Mark Kuharich wrote:
> The XForms working group of the World Wide Web Consortium (W3C) meets this
> week to begin the final steps in overhauling the HTML forms we use on
> websites. Specifications for the current forms in use on the Web were
> introduced in 1993 and most Web developers are calling for improved
> standards and functionality as e-commerce expands and Web access moves off
> of the desktop-only platform
> http://geek.com/news/geeknews/q22000/gee2000710001831.htm
> http://w3.org/MarkUp/Forms
> http://infoworld.com/articles/hn/xml/00/07/10/000710hnw3c.xml
> http://w3.org/MarkUp/Forms/Sample/acme.html

The following are Old Bits (TM), but I figured that it's okay to post
Old Bits if I stroke Rohit's ego a little by pointing out that a few
months ago Rohit wrote a pair of excellent articles on "How <FORM>
Functions" and "Transforming XForms":

  http://www.4k-associates.com/IEEE-L7-Forms.html
  http://www.4k-associates.com/IEEE-L7-XForms.html

As pennance for posting Old Bits, here are some new bits. Jakob Nielsen
just published a piece on the WAP Backlash starting in Europe:

  http://www.useit.com/alertbox/20000709.html

I love how Nielsen doesn't sugarcoat it: "WAP has miserable usability
for many reasons: ridiculously small screens, slow bandwidth, and the
need to place a new call every time the device needs to connect. The
digits-only keypad is a laughable input device, leading to the guideline
to use numeric PIN codes instead of full passwords any time
authentication is required. Also, the actual telephones vary in their
design and sometimes have poor human factors that don't deliver as good
a user experience as would be possible under the given constraints.

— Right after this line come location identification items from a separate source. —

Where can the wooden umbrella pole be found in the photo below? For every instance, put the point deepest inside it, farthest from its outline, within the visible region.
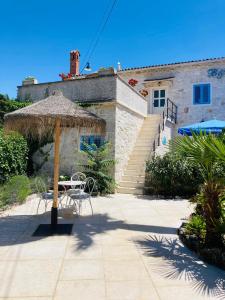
(54, 212)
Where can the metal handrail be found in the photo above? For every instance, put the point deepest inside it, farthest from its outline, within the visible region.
(169, 113)
(160, 129)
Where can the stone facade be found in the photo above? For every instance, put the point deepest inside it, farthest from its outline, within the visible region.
(178, 81)
(109, 95)
(98, 88)
(123, 109)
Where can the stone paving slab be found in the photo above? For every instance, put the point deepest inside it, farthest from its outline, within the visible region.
(128, 250)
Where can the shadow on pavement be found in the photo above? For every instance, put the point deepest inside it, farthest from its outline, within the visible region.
(180, 263)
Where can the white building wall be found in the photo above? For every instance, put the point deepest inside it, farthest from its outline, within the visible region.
(99, 88)
(180, 88)
(128, 125)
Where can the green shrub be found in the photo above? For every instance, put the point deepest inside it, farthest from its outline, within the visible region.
(13, 155)
(15, 190)
(33, 184)
(99, 166)
(196, 226)
(171, 175)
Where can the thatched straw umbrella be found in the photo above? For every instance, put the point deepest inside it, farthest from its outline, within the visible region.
(48, 115)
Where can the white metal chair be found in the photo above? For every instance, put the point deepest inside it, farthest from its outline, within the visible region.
(78, 176)
(43, 193)
(85, 193)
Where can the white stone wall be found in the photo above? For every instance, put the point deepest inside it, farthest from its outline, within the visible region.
(128, 125)
(180, 88)
(84, 89)
(70, 156)
(128, 96)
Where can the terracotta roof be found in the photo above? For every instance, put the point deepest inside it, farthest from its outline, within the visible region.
(172, 64)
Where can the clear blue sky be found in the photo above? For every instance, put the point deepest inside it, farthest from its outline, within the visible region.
(36, 36)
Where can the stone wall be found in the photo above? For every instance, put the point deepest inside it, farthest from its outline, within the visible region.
(100, 88)
(70, 157)
(165, 136)
(128, 124)
(129, 97)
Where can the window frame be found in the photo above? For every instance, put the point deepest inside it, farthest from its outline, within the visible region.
(193, 93)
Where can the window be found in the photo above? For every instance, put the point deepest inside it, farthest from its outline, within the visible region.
(90, 140)
(159, 97)
(201, 93)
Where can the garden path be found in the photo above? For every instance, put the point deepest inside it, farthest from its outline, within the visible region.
(128, 250)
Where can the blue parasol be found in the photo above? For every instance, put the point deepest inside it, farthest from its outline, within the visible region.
(212, 126)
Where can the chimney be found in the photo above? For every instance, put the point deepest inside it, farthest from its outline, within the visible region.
(74, 62)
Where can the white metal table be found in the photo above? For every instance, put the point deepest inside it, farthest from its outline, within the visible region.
(70, 183)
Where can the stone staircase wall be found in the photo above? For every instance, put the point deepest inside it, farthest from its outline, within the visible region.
(133, 178)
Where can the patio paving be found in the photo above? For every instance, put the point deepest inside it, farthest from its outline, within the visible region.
(128, 250)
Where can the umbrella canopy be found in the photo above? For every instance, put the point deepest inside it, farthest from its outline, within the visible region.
(212, 126)
(40, 117)
(51, 114)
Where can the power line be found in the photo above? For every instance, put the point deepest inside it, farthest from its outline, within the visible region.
(84, 60)
(98, 35)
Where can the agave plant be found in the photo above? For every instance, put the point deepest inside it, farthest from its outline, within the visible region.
(200, 150)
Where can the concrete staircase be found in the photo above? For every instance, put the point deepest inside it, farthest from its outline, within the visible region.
(134, 175)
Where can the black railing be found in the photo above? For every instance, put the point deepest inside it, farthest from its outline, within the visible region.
(171, 111)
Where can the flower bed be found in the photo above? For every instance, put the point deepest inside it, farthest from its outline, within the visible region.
(215, 256)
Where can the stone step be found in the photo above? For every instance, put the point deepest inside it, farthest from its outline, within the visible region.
(134, 173)
(132, 184)
(134, 191)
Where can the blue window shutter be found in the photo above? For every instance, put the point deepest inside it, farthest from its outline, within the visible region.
(82, 139)
(91, 139)
(197, 94)
(201, 94)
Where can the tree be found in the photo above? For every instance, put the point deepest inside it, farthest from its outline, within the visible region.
(205, 151)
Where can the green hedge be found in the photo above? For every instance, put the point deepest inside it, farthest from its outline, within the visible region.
(13, 155)
(15, 190)
(172, 176)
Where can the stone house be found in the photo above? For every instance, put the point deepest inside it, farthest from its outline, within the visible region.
(143, 107)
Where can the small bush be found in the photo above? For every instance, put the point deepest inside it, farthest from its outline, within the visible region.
(33, 184)
(99, 166)
(196, 226)
(15, 190)
(13, 155)
(172, 176)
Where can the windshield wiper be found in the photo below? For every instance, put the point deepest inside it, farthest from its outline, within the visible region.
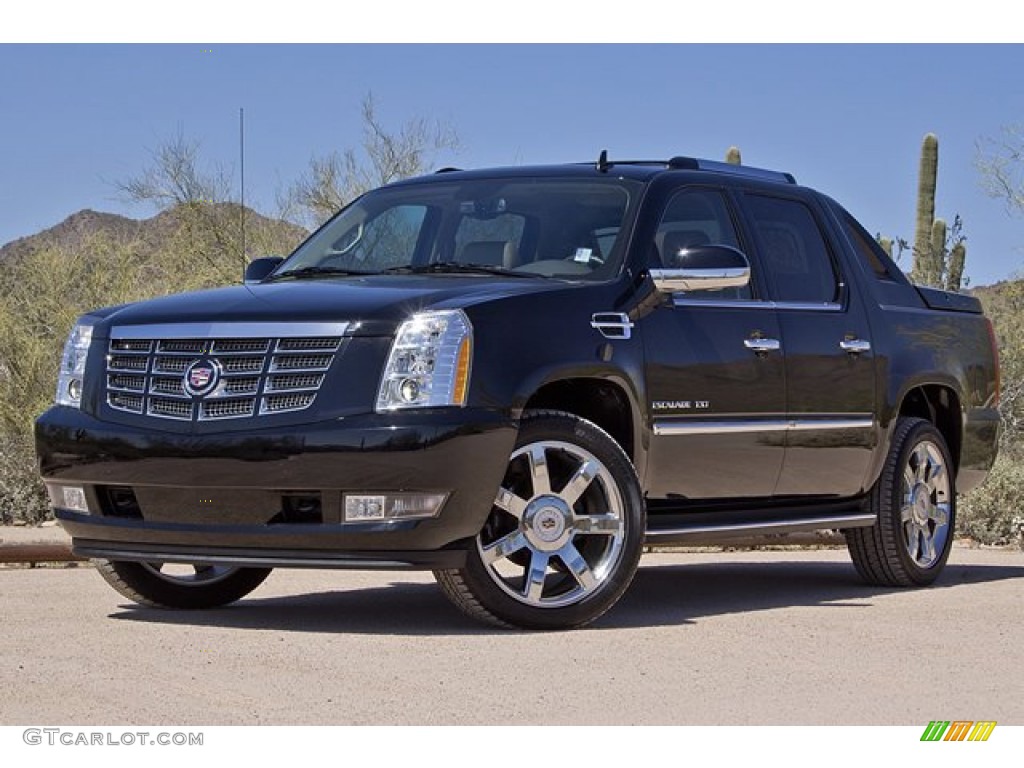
(457, 267)
(314, 271)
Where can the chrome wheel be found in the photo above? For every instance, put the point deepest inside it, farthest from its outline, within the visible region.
(914, 501)
(926, 504)
(557, 528)
(187, 574)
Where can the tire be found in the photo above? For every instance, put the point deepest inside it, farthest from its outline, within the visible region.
(551, 559)
(167, 586)
(914, 500)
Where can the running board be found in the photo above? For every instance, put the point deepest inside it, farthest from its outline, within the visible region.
(705, 532)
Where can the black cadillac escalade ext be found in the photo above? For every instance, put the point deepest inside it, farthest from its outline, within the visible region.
(518, 377)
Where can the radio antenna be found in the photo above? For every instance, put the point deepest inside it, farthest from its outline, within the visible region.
(242, 194)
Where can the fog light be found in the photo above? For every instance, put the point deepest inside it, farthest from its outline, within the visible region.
(365, 507)
(68, 497)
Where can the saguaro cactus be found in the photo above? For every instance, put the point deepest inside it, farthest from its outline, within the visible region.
(924, 260)
(937, 252)
(954, 273)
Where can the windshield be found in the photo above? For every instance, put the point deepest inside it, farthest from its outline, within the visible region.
(553, 227)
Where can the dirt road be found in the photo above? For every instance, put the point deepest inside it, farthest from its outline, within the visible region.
(735, 638)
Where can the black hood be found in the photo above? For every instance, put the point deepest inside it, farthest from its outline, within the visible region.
(376, 303)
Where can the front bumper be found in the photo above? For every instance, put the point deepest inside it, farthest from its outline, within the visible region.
(231, 498)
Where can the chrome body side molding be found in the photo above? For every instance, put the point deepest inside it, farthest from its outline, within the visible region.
(688, 426)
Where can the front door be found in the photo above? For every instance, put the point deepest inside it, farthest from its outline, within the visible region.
(829, 365)
(715, 372)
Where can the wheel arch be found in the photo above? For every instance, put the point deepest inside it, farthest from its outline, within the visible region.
(605, 400)
(941, 404)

"Because of these many weaknesses, designers of WAP services have
concluded that they need to OPTIMIZE EACH SERVICE FOR EACH OF THE
DIFFERENT TELEPHONES and its specific restrictions and interaction
techniques. Designing a separate service for each handset model is
necessary: the weaker the platform, the more it becomes necessary to
squeeze every last bit of usability out of it by having a tightly
targeted and optimized design.

"The sad conclusion: IT WILL BE MUCH MORE EXPENSIVE TO DEVELOP SERVICES
FOR WAP THAN FOR CONVENTIONAL BROWSERS. Much of the early success of the
Web was due to the simplicity of development where you could design a
single website and have it work across platforms. The browser wars
taught us that websites don't want the expense of having to maintain
multiple versions. Another point against WAP."

Of course, Nielsen has been pointing out defects of WAP since October:

  http://www.useit.com/alertbox/991031.html

Nice to know that what was once a bold and unapologetic position in
April 1999...

  http://www.4k-associates.com/IEEE-L7-WAP-BIG.html

 ... is now converging on Conventional Wisdom (TM).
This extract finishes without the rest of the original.